Impeccably written, this is a real treasure trove of imagination, nail-biting drama and characters so cleverly drawn that you feel you know every one of them personally. Inkworld is a marvellous place of magical realism, full of adventure, passion and excitement and you’ll feel utterly compelled to read this one and its sequels Inkspell and Inkdeath. Inkheart the movie, released on 12th December 2008, stars among others Helen Mirren, Eliza Bennett and Jim Broadbent and has been made by the makers of The Lord of the Rings and The Golden Compass.Click here to see the trailer http://www.inkheartmovie.com/
An intriguing, action-packed, highly readable story that has a twist in it that you’ll never guess. The characters are beautifully drawn and the storyline very original. If you’re not into fantasy this is the author to get you into it for he merges fantasy and the real world so brilliantly. Having read this one we guarantee you’ll want to read the sequel, Dark Flight Down.
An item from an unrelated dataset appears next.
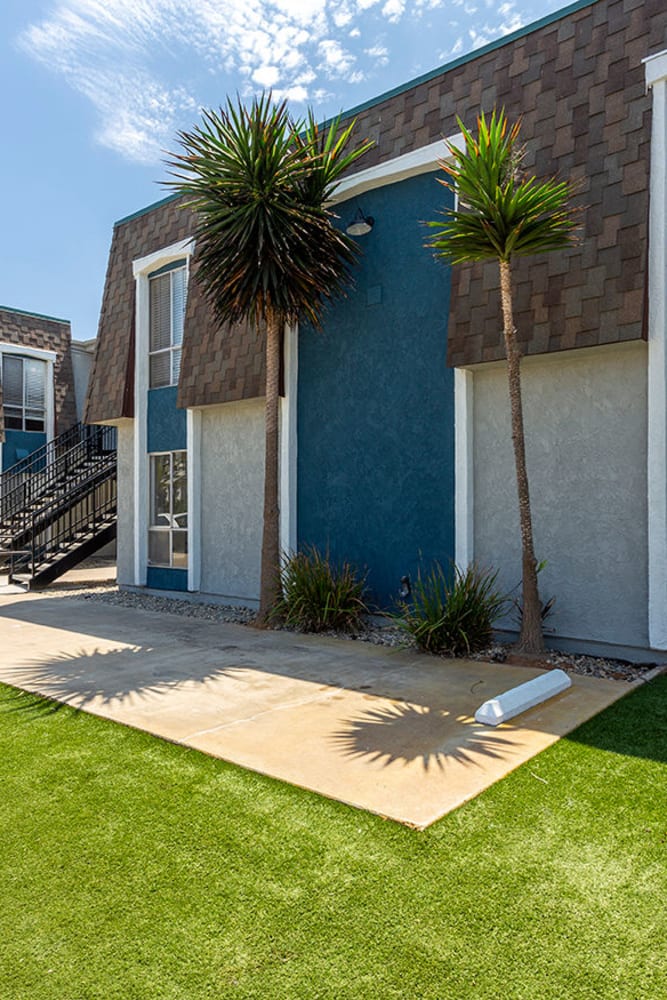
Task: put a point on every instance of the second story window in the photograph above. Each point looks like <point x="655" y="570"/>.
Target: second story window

First published in 2003, The Wee Free Men is the second story in the Discworld series for young readers. The Queen of the Elves has another attempt at invading the Discworld, by stealing children and infesting dreams. However 9-year-old Tiffany Aching plans to stop them and after finding out she is descended from a witch she sets out with the help of the Wee Free Men to steal her baby brother back. This book is the best sort of Terry Pratchett fantasy.
Jonathan Stroud, November 2010 Guest Editor, celebrates a favourite children's author: "A generation before the arrival of a certain boy wizard, Diana Wynne Jones had already perfected the art of comic fantasies: stories in which ordinary children must contend with sudden incursions of magic into their everyday world. The Ogre Downstairs is one of her greatest books and blew me away when I first read it, aged about 10. Three children, Casper, Johnny and Gwinny, live miserably with their mother, their new stepfather (the ‘ogre’) and their two stepbrothers. One day the ogre brings home two strange chemistry sets as gifts for the warring siblings – and it isn’t long before magical chaos erupts. The brilliance of the book lies in the way it mixes the family’s very ordinary domestic problems with the anarchy of magic. Some of the set-pieces are extraordinary: no one who’s read about the plague of living toffee bars is ever likely to forget it!"
Roland, Helen, Nicholas and David are lured into a ruined church, where the fabric of time and place is weak enough to allow them into Elidor. It is a world almost destroyed by fear, and the children are charged with guarding its Treasures. But then the evil forces find a way to this world.
A World Book Day 'Recommended Read' for 2011 One of our 'Must Reads'. Alan Garner weaves together Arthurian Legend and local folklore to stunning effect in this magical adventure. 10 year olds and upwards will devour this weird and wonderful fantastical adventure. The story revolves around Susan and Colin, two children holidaying in the town of Alderley Edge. They find themselves pursued by sinister eldritch creatures controlled by the Morrigan, the Norse goddess of war and destruction. When the Weirdstone of Brisingamen is lost, they become the key in aiding the wizard Cadellin Silverbrow and returning it to its rightful place. If you like this book then there is an excellent sequel called The Moon of Gomrath.